Quarta,
28.
Por
todo o lado, só ouço falar inglês. Enfim, qualquer coisa próxima disso. Se me
insurjo contra o facto, não me refiro, evidentemente, a língua de Shakespeare
ou de Nathaniel Hawthorne e de tantos outros que a enriqueceram. Penso na
língua enchoiriçada dos negócios, aquela que não podendo impor-se pela cultura,
deu a volta e apresentou-se sedutora de maços de notas nas mãos. É a linguagem
prática, sem sustentação morfológica, com uma multiplicidade de significados
que traduzem a mescla da construção arbitrária das frases. Esta Áustria onde me
encontro, esqueceu depressa os seus grandes obreiros. No tempo Austro-Húngaro,
o francês era a língua que exprimia a cultura. Stefan Zweig fala disso em O Mundo de Ontem. E depois há o célebre
casamento entre Maria Luísa e Napoleão.
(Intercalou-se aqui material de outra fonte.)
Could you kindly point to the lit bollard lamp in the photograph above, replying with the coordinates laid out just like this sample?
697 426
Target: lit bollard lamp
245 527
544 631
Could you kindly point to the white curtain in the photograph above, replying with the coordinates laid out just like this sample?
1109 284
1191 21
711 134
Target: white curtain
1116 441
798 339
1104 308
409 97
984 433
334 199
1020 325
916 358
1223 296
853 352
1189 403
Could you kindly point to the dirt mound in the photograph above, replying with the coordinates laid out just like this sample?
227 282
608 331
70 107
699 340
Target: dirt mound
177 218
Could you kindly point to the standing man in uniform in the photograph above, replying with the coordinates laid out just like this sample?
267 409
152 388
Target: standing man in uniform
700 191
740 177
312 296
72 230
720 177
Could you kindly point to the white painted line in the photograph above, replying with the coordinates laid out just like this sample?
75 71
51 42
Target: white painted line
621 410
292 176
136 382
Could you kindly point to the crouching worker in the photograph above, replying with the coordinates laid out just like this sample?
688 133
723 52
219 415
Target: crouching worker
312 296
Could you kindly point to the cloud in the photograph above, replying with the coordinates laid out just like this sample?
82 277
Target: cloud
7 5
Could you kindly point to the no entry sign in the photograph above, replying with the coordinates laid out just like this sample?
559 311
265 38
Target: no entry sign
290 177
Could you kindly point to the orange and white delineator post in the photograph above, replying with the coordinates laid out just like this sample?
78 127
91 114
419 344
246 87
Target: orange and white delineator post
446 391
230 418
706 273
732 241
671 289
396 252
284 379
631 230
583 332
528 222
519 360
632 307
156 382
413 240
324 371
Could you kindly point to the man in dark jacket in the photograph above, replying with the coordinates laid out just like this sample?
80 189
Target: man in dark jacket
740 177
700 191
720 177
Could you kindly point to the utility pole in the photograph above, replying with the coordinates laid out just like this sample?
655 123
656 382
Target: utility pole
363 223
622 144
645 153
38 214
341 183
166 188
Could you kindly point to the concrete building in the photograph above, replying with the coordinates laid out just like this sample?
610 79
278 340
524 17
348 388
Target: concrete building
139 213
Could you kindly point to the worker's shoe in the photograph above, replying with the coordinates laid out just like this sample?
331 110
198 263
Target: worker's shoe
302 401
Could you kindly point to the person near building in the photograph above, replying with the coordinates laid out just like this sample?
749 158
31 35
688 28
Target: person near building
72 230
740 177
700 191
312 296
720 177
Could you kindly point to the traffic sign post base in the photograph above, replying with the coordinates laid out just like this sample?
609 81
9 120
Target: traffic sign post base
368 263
É verdade que foi um casamento de
conveniência pois Bonaparte teria preferido casar com Ana, irmã do Czar russo
Alexandre, de quinze anos apenas. De conveniência, sim. Acima de tudo o que
estava em causa era a transmissão de poder. Como a estéril Josefina não conseguia
dar-lhe descendência, falhadas muitas outras hipóteses, surgiu a arquiduquesa Maria
Luísa. O arranjo foi obra do genial primeiro-ministro de Francisco I,
Metternich. Aliás o Imperador de França na sua linguagem primária para não
dizer boçal, não escondia os seus intentos, chegando a afirmar: “É um ventre
que eu escolho.” Deste modo, Maria Luísa é imperatriz de França. Virgem,
fresca, bela e inocente. (Com o tempo, diga-se em abono da verdade, tornou-se
naquilo a que hoje se chama uma ninfomaníaca.) Os laços entre os dois países
nunca foram muito concordantes, sobretudo depois da derrota de Austerlitz. Com
esta união o que havia em mente era estoirar com a aliança franco-russa. O que
se passou a seguir todos sabemos. Os planos austríacos falharam, mas o
casamento foi realizado. Napoleão Bonaparte que queria uma barriga de aluguer,
acabou apaixonado; Maria Luísa que tinha partido contra vontade ao encontro do
Imperador Bonaparte, findou de lágrima no olho quando o marido foi condenado ao
degredo na ilha de Elba. Inclusivamente, o Papa Pio VII, por imposição de
Napoleão que não tinha casado pela Igreja em 1804, foi impelido a realizar a
cerimónia e, portanto, também não sai bem de tudo isto. Que termina em tragédia
com o regresso da filha de Francisco ao país trazendo nos braços o filho de
ambos, Rei de Roma, que os austríacos nunca aceitaram e até lhe chamaram “o
ogre”. Na Capela dos Capuchinhos, deram-lhe um lugar insignificante, com
direito a citação da descendência, mas de pai incógnito. Triste, muito triste!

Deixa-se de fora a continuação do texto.